The other day, my friend Jasmin showed me a YouTube video called “Getting a Man 101”. It was hilarious, mostly because of how relatable it was. “They’re looking at necks now, they’re learning,” the girl in the video joked. I howled, thinking about all the times I failed at blending and left the house looking like a clown made up of two different skin tones. And while there are ample parodies about women’s appearance anxieties online, this one hit a little too close to home.

I’m a self-conscious person and that unfortunate trait becomes magnified in my romantic relationships. In fact, many of my past relationships were built on half-truths – I only showed the parts of myself that I deemed good enough to show. This, of course, did nothing for me, but cripple my ability to – as cheesy as it sounds – really be myself. It also meant that any relationship I was in was going to be temporary and essentially hollow.

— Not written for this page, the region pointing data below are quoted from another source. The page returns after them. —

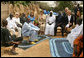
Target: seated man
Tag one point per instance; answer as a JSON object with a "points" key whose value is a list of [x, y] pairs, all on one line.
{"points": [[30, 30], [59, 22], [78, 30], [7, 39], [78, 47], [23, 19]]}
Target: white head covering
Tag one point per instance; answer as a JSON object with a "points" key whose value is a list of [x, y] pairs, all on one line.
{"points": [[51, 11]]}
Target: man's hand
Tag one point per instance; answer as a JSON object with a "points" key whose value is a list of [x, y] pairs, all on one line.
{"points": [[16, 29], [70, 24]]}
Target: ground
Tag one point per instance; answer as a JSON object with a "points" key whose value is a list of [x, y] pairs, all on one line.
{"points": [[39, 50]]}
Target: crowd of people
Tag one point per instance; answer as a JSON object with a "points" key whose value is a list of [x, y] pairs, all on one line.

Fast-forward two and a half years: I’m in a relationship, and an amazing one at that. I don’t feel entirely suffocated by my own insecurities, and I realized that once I stopped putting so much pressure on myself, I could just be happy and reciprocate love on a real level.

Illustration by Rachel Wada

It didn’t start like this, though.

Throughout the first month of dating I would sleep with my makeup on. I’m not talking a light, tinted moisturizer and some mascara, I mean full-on foundation, contour, eyebrows, liner, everything – something my editor called a “Natasha Deno-no.” Not only was I fucking up my skin, but I was leaving cosmetic portraits of my face on his pillows.

Gross, I know.

At some point he said something about it, and bless his soul he acted no differently when I started washing my face before bed. Of course, he didn’t, this is a sincere, honest person who was opening his life up to me, expecting me to do the same.

He’s also not an idiot. He saw right through that $150 mask.

In hindsight, something as trivial as my vanity is a ridiculous thing to be hung up on, but at the time it seemed like such a big deal. I was wasting my time worrying about the little things and wasn’t allowing myself to relax. And 90 per cent of the time, that’s exactly what I need to do.

Now, don’t get me wrong. I still love wearing makeup, I just learned that I didn’t have to hide behind it. It used to be a shield for my insecurities, I was scared that once I was exposed, the person underneath wouldn’t be enough. That same first night without my camouflage, I thought to myself, “That’s it, now he knows you’re a big fucking liar.” To my delight, and in his words, I looked “exactly the same.”

It’s sad that this is something that truly bothered me, but I wasn’t alone. It seems like every female-focused publication has written about this at some point – When is a good time to take your makeup off in front of your boyfriend? When is a good time to “expose” yourself? How soon is too soon? Looking at all the articles, it’s hard not to feel a little ridiculous, but it’s important to remember that the beauty industry wants us to feel this way. They wouldn’t make any money if we didn’t.

So, while I’m not about to give up make up, I’m giving up the idea that my self-worth is tied to a brush. Whether my face is beat or completely bare, I’m 100 per cent myself, and still “exactly the same.”